Answering in reverse order:

c) Changes in apparent significance as other variables are added or removed from a model are common in regressions. Your suggested explanation is one possibility. See this discussion as one of several on this site that examine this phenomenon.

b) "Formal inference" in the way you might hope is difficult in LASSO. What you can say is what you found: the texture-only model found no predictor variables that performed better in terms of deviance than the null, intercept-only, model upon 10-fold cross validation. That would seem to be evidence against the usefulness of the texture variables on their own.

a) One should be cautious in judging whether methodology is "airtight from a publication point of view." That depends too much on the audience, the journal, the luck of the draw in editors and referees, and the quality of statistical review.
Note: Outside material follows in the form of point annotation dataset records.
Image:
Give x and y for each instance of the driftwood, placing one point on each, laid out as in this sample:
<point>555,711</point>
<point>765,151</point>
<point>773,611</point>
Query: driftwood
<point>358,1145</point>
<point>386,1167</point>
You have taken some wise steps: decreasing dimensionality based on subject-matter knowledge (semantic features) or without reference to the outcome variable (principal components of texture features), using LASSO as a principled way to select predictors, with cross-validation to choose the penalty, and using well established software for pre-processing and analyzing the data.

The main difficulty I see is with interpretation. "Significance" is problematic in at least 2 ways. First, as with any variable-selection technique, the particular features selected by LASSO can change substantially among bootstrap samples from the same data, raising the issue of whether the selected features are in any way the "true" predictors. That might be less of an issue in your texture-only model with orthogonal predictors from PCA, but could arise in your last, combined, model in which there might be correlations of principal components of the textures with the semantic variables.

Second, although LASSO is well accepted as a useful way to select predictor variables, significance testing in LASSO does not yet seem to have generally agreed upon methods. Lockhart et al have proposed a covariance test statistic in the context of linear regression, with some indications that it could also work in logistic regression, which is available in the covTest package in R. There seems, however, to be substantial unresolved discussion about this approach, at least to the eyes of someone not well trained in mathematical statistics.

A few other issues to consider:

1. The CI in the cross-validation are based on the number of folds, so you shouldn't worry about overlap. The choice of penalty based on minimum cross-validation deviance is a useful heuristic, but shouldn't be thought of as a statistical significance test. In that respect it is similar to use of the Akaike Information Criterion for selecting the best among competing models without claiming "significance" for the result.

2. Accuracy is, perhaps counter-intuitively, not a very good way to gauge the success of a logistic regression. AUROC is certainly better, and there are others that you can consider. See, for example, this Cross Validated page.

3. You might want to examine the order of entry of the variables as the penalty is relaxed in your final model.